A revelação foi feita pelo próprio autor do romance, Nei Leandro de Castro, a este escriba.

A personagem Mãe de Pantanha de “As pelejas de Ojuara”, interpretada no filme “O Homem que Desafiou o Diabo” pela atriz Flávia Alessandra, foi inspirada na escritora paraibana Clotilde Tavares.

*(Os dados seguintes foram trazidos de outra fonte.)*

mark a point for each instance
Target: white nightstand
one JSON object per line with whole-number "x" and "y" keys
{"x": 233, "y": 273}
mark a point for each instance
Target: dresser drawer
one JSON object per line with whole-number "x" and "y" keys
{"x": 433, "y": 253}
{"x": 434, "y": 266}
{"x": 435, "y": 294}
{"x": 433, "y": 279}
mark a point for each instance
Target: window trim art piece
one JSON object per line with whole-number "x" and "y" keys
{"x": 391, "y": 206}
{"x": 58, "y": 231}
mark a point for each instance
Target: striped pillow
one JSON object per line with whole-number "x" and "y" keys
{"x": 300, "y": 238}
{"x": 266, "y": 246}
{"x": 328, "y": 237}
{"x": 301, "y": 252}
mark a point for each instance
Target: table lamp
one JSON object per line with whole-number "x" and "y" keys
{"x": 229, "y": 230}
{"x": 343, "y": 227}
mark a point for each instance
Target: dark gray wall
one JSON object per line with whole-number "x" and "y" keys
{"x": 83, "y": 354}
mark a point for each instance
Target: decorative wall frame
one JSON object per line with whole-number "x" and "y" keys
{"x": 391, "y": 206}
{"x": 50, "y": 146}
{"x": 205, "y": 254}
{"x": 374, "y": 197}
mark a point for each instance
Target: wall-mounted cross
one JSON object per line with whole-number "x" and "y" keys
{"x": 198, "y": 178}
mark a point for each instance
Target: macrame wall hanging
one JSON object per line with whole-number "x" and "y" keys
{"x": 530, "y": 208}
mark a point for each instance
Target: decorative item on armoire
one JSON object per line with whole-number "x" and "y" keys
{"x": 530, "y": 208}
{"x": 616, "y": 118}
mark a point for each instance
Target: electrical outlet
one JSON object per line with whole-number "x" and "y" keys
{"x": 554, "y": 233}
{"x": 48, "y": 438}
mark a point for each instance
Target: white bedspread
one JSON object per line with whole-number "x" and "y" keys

A personagem, na definição de Alessandra, é uma “devoradora de homens”.

Cruz e credo.

 

16 respostas para 'MÃE DE PANTANHA'

  1. Rodrigo Levino Diz:

    Certeza? Clotilde Tavares não deu origem a outra personagem, no caso a Clotilde Alicate, não? Mãe de Pantanha é lenda do sertão mais velha do que a família Tavares todinha, rs.

  2. Ailton Medeiros Diz:

    Sim, mas talvez seja sacanagem de Nei. rs.

  3. Jorge Ulisses Diz:

    Escutem o que vou dizer agora: Esse filme “O homem que desafiou o diabo” vai ser um fiasco de público. A direção não é boa - vamos deixar de bairrismo piegas - e o tema - um caixeiro viajante brigão, mulherengo e enrolão - é algo batido e rebatido.
    Não estou torcendo contra, só constato o que leio e ouço na crítica especializada.
    Aguardem, antes de me condenarem!

  4. Ailton Medeiros Diz:

    Vi o filme ontem, Ulisses, concordo com vc. O filme é uma merda e o elenco fraco.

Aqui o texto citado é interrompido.